Scripts and wrapper file for runing the Shiu Lab's pseduogene pipeline.
- python (2.7 or later, not 3; https://www.python.org/downloads/)
- python scripts in the _pipeline_scripts folder
- RepeatMaster (http://www.repeatmasker.org/)
- tfasty (part of the FASTA package, version 36 or later; http://faculty.virginia.edu/wrpearson/fasta/)
The pipline is run using:
_wrapper_scripts/CombinedPseudoWrapper.py [parameter_file]
An example parameter_file can found in in the _example_files folder
Additionally, a test case using chromosome 4 from A. thaliana can be run from the _testcase folder using the following command from within _testcase. You will need to supply the path to your local FASTA install and the name of the tfasty program you are using in test_parameter_file.txt.
python ../_wrapper_scripts/CombinedPseudoWrapper.py test_parameter_file.txt
The test case takes about 15-30 minutes to run. Expected results of this run can be found in the _expected_results subfolder
The output of the pipeline is seperated into the following subfolder:
- _intermediate: Intermediate files used to generate final results.

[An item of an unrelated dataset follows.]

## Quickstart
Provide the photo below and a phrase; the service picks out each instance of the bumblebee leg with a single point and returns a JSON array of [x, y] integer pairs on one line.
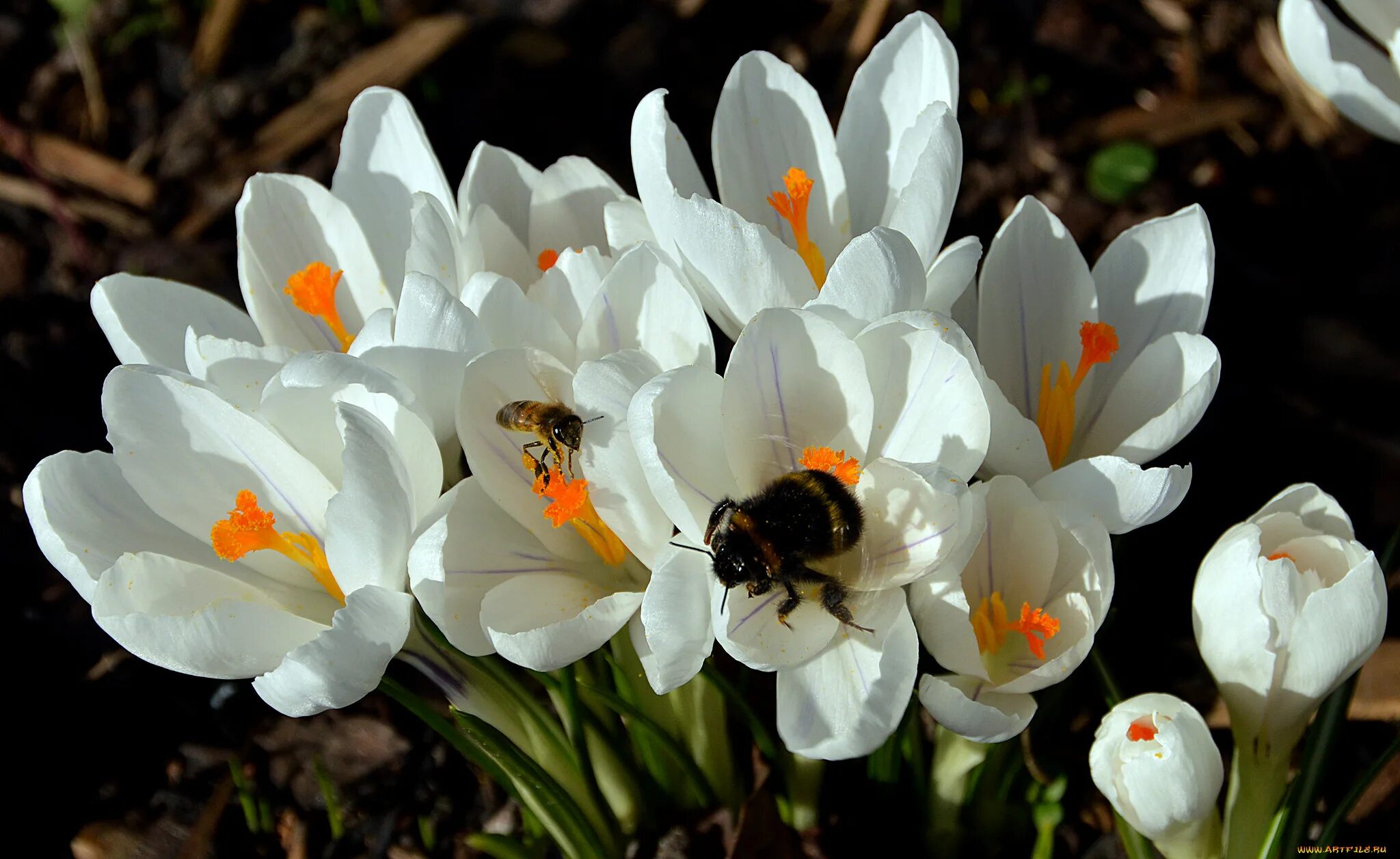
[[833, 596]]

- These may be removed following a successful run, however if you want a list of pseudogenes generated prior to high confidence filtering and/or RepatMasker filtering they will be here
- _logs: log files generated by the run
- _results: Output files for the final list of pseudogenes following high confidence and and RepeatMasker filtering
- hiConf.RMfilt/hiConf.RMfilt.cdnm - position information for pseudogenes
- fa.hiConf.RMfilt/fa.hiConf.RMfilt.cdnm - sequence information for pseudogenes
- hiConf.RMfilt.cdnm.gff - gff file with pseudogene annotations
- NOTE: cdnm versions of the output use simplified pseudogene names.